Tech Focus: Venue Sound, Part 1 — Audio Integrators Look To Enhance the Fan Experience

Advanced systems enable stadiums, arenas to attract entertainment events

Over the past two decades, sports broadcasts have been evolving toward cinema, deploying multichannel sound and enhanced effects audio worthy of the Star Wars franchise. Today, the venues have taken note and, like the Empire, are beginning to strike back, offering sound systems give fans in the stands an experience resembling the one they would have at home.

“We’re seeing more concert-level sound systems going into stadiums and arenas now,” says Justo Gutierrez, director of sound and A/V, sports venues, for systems integrator Diversified, whose portfolio includes the Dolphins’ Hard Rock Stadium in Miami.

The Miami Dolphins’ Hard Rock Stadium features an A/V network integrated by Diversified.

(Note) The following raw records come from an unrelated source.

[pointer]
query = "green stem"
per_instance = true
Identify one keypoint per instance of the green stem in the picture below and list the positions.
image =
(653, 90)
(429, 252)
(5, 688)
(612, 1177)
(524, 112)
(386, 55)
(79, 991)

That’s due in part to the need to make sports venues more accommodating to a wider array of events, from music concerts to touring theatrical shows, such as Disney on Ice. That has become a broader trend in this sector, with venue stakeholders, such as counties and municipalities, demanding improved ROI from stadiums whose price tags have crept past the $1 billion mark, such as the $1.15 billion Cowboys Stadium and $1.6 billion MetLife Stadium. In the process, venue designers are increasingly specifying what’s known as “rider-friendly” sound systems, specifically targeting top-line music shows and other touring productions. The improved sound is also setting the stage for a kind of cinematic sound experience in the venue.

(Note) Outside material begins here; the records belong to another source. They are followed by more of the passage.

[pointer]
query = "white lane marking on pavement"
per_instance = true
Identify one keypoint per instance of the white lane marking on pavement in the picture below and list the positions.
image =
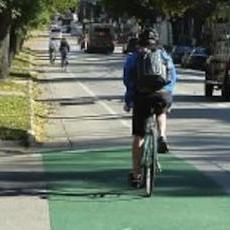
(103, 104)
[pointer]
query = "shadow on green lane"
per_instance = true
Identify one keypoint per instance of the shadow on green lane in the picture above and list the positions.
(101, 173)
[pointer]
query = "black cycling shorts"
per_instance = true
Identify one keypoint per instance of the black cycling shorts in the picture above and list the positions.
(142, 109)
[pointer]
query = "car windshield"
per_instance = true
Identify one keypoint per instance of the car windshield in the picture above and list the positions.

Paul Murdick, GM, technology solutions, at TSI Global, a systems integrator whose sports portfolio includes Busch Stadium, Citi Field, and Edward Jones Dome, says these advanced audio systems are finding their way into venues not necessarily as the main draw for touring shows but as extensions of those shows’ own systems, expanding their reach within the venue. “They’re able to augment the tour requirements, is what I have seen,” he explains. “The end user/owner is driven by customer-satisfaction experience, and that seems to justify the investment being made for music-concert–quality systems.”

More-Creative Sound
“It’s not just sports anymore, it’s entertainment,” notes Vance Breshears, director at consultancy Idibri, whose portfolio includes AT&T Park in San Francisco and Chase Field in Phoenix. “Venues today, from their architecture to their technology systems, are being designed for one thing: the fan experience, the impact on people. In many ways, they’re no different from performing-arts center, only more demanding.”

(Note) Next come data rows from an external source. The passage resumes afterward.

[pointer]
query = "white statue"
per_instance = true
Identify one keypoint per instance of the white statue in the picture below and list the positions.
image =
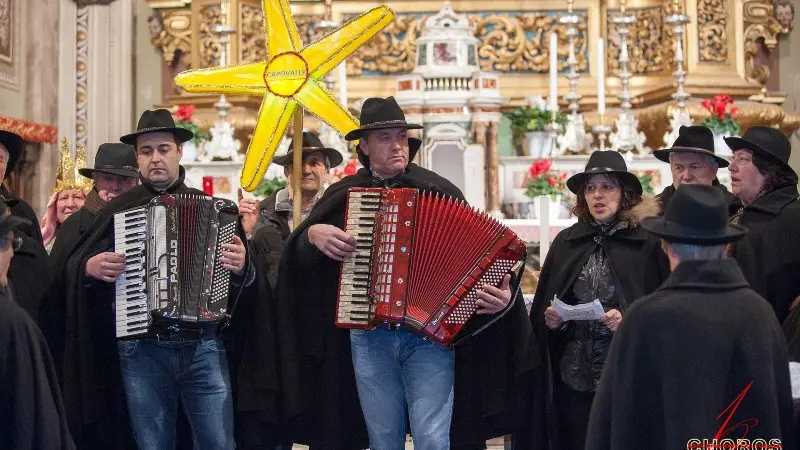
(223, 146)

That enables sound to be more creatively used in venues, according to Pete O’Neil, director, engineering, Diversified. “We’re going to see sound used in more ways than it has been used before in stadiums and arenas, including sound as an effect, not just for announcements,” he says. “The sound in stadiums is evolving, and sound systems are going to be used to literally alter the environment there. We’ll be able to bring the ice sounds up to the top rows” for ice shows and hockey, something he says only television viewers might have enjoyed before.

That is readily accomplished, he points out, thanks to greater use of networked audio, which lets different elements and zones of a large system be individually controlled. “You used to be able only to send the same signal everywhere. Now we can [zone] the system and mix the entire venue like it was a stage.”

Adds Gutierrez, “We can bring the sound of the skate blades or the squeaks of the sneakers to the stands, no matter where the seat is. [Fans] in the venue can have some of the same experience [viewers] get at home on television.”

As important, notes O’Neil, venue owners and managers are now aware of what the possibilities are with this generation of live-sound technology and are specifically asking for such capabilities. “The buildings are becoming less about just sports and more about entertainment. It’s opening up new possibilities. They see that.”